Observaciones finales del Comité de Derechos Humanos : Norway. 04/11/93.
Convention Abbreviation: CCPR
COMITE DES DROITS DE L'HOMME
RAPPORTS PRESENTES PAR LES ETATS PARTIES EN APPLICATION
DE L'ARTICLE 40 DU PACTE
Observations du Comité des droits de l'homme */
CROATIE
A. Introduction
1. Profondément préoccupée par les événements
dont le territoire de l'ex-Yougoslavie a été récemment
ou est actuellement le théâtre et qui affectent les droits de l'homme
protégés par le Pacte international relatif aux droits civils
et politiques; notant que toutes les populations qui se trouvent sur le territoire
de l'ex-Yougoslavie ont droit aux garanties énoncées dans le Pacte;
et agissant conformément aux dispositions du paragraphe 1 b) de l'article
40 du Pacte, le Comité a, le 7 octobre 1992, prié le Gouvernement
de Croatie de lui présenter un bref rapport sur les questions suivantes,
concernant ces événements et les personnes relevant à présent
de sa juridiction :
a) Mesures prises pour prévenir et combattre la politique de "nettoyage
ethnique" menée, selon plusieurs sources d'information, sur le territoire
de certaines parties de l'ex-Yougoslavie, eu égard aux articles 6 et
12 du Pacteinternational relatif aux droits civils et politiques;
b) Mesures prises contre les arrestations arbitraires et l'assassinat ainsi
que la disparition de personnes, eu égard aux articles 6 et 9 du Pacte
international relatif aux droits civils et politiques;
c) Mesures prises contre les exécutions arbitraires, la torture et autres
traitements inhumains dans les camps de détention, eu égard aux
articles 6, 7 et 10 du Pacte international relatif aux droits civils et politiques;
d) Mesures prises pour lutter contre tout appel à la haine nationale,
raciale ou religieuse qui constitue une incitation à la discrimination,
à l'hostilité ou à la violence, eu égard à
l'article 20 du Pacte international relatif aux droits civils et politiques.
2. En réponse à cette demande, la Croatie a présenté
un bref rapport spécial intitulé "Rapport sur les mesures
prises pour empêcher les actes criminels perpétrés en violation
des droits et libertés de l'homme dans la République de Croatie",
que le Comité a examiné à ses 1201ème et 1202ème
séances, le 4 novembre 1992. La République de Croatie était
représentée par M. Smiljan Simac, ministre adjoint des affaires
étrangères de la République de Croatie, chef de la délégation;
M. Budislav Vukas, professeur à la faculté de droit de Zagreb,
membre de la délégation; et M. Davor Krapac, professeur à
la faculté de droit de Zagreb, membre de la délégation.
Le rapport a été complété par une introduction orale
de M. Simac et par les réponses des différents membres de la délégation
aux questions et observations des membres du Comité.
3. Le 12 octobre 1992, la République de Croatie a fait savoir au Secrétaire
général de l'Organisation des Nations Unies qu'elle avait succédé,
à compter du 8 octobre 1991 (date de la proclamation de son indépendance),
aux divers instruments relatifs aux droits de l'homme, y compris le Pacte international
relatif aux droits civils et politiques.
B. Aspects positifs
4. On a noté certains facteurs encourageants quant à la garantie
des droits de l'homme.

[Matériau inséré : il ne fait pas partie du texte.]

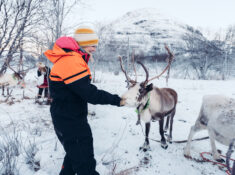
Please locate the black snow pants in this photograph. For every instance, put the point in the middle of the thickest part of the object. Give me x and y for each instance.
(40, 91)
(79, 157)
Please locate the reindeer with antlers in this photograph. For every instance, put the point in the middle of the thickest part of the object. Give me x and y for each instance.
(152, 103)
(10, 80)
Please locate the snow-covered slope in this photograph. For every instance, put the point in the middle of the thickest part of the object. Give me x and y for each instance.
(146, 28)
(116, 137)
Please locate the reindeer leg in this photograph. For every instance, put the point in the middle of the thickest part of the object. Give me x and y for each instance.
(215, 153)
(3, 88)
(163, 140)
(146, 146)
(194, 129)
(171, 126)
(167, 124)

La République de Croatie était devenue
un Etat en 1990 à la suite d'élections parlementaires démocratiques.
Les obligations découlant des instruments des Nations Unies relatifs
aux droits de l'homme étaient inscrites dans la nouvelle Loi constitutionnelle
relative aux droits et libertés de l'homme et aux droits des communautés
ou minorités nationales ou ethniques, adoptée en décembre
1991 et modifiée en avril 1992. Le gouvernement avait créé
un bureau des relations interethniques, qui aurait des services dans différents
districts de Croatie et serait doté d'un mandat très large.

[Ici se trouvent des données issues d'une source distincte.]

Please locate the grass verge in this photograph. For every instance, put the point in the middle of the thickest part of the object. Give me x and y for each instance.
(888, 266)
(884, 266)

La délégation croate a confirmé que, du point de vue du
gouvernement, l'identité ethnique devait servir uniquement à faire
en sorte que les minorités ethniques reçoivent les garanties auxquelles
elles avaient droit en vertu de l'article 27 du Pacte. On a également
noté que des personnes accusées de crimes contre des civils, de
crimes contre des prisonniers de guerre ou du crime de génocide avaient
été traduites en justice. Les trois camps de prisonniers de guerre
qui existaient en Croatie étaient placés sous le contrôle
du Ministère de la défense et ouverts au Comité international
de la Croix-Rouge. Le gouvernement avait condamné la politique des groupes
paramilitaires et des partis politiques d'extrême droite et menait des
enquêtes sur les activités de certains membres du Parlement appartenant
au Parti de droite croate.
C. Facteurs et difficultés entravant l'application du Pacte
5. Depuis son indépendance, le territoire de la République de
Croatie a été le théâtre de vastes opérations
militaires. Il en est résulté des violations massives des droits
de l'homme, y compris des pertes en vies humaines, des tortures, des disparitions
et des exécutions sommaires; des villes entières ont été
détruites et des populations ont été déplacées.

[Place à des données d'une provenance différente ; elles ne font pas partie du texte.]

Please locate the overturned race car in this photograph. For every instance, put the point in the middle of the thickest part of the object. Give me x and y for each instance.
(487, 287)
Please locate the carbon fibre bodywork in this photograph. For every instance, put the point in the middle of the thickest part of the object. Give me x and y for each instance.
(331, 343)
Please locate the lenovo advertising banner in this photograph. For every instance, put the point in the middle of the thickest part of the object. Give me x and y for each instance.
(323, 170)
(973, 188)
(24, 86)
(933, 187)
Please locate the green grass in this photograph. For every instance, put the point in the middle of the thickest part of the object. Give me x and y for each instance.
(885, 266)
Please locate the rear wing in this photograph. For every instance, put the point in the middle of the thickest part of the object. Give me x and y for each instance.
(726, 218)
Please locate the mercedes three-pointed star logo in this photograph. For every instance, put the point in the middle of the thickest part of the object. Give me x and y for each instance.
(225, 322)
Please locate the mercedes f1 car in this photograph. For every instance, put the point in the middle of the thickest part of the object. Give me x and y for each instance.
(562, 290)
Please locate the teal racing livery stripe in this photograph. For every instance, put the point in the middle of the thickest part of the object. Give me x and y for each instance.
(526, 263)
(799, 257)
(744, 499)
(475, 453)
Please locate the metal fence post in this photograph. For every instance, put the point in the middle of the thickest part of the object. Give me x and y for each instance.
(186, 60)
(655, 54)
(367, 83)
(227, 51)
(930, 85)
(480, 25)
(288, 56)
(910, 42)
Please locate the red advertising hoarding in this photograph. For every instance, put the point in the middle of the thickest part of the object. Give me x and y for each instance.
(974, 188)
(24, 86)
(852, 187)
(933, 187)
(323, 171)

En outre, à cause du conflit qui déchire la Bosnie-Herzégovine
voisine, la Croatie a accueilli un grand nombre de réfugiés.
6. Les représentants ont aussi informé le Comité que la
Croatie ne contrôlait que les trois quarts environ de son territoire,
le reste étant placé sous le contrôle de la FORPRONU. La
délégation a admis qu'au cours des hostilités qui s'étaient
déroulées sur son territoire, il y avait eu des périodes
où l'ordre public s'était effondré et où il avait
été impossible de maîtriser la violence d'origine ethnique
dirigée contre les Serbes. Le pays en acceptait la responsabilité.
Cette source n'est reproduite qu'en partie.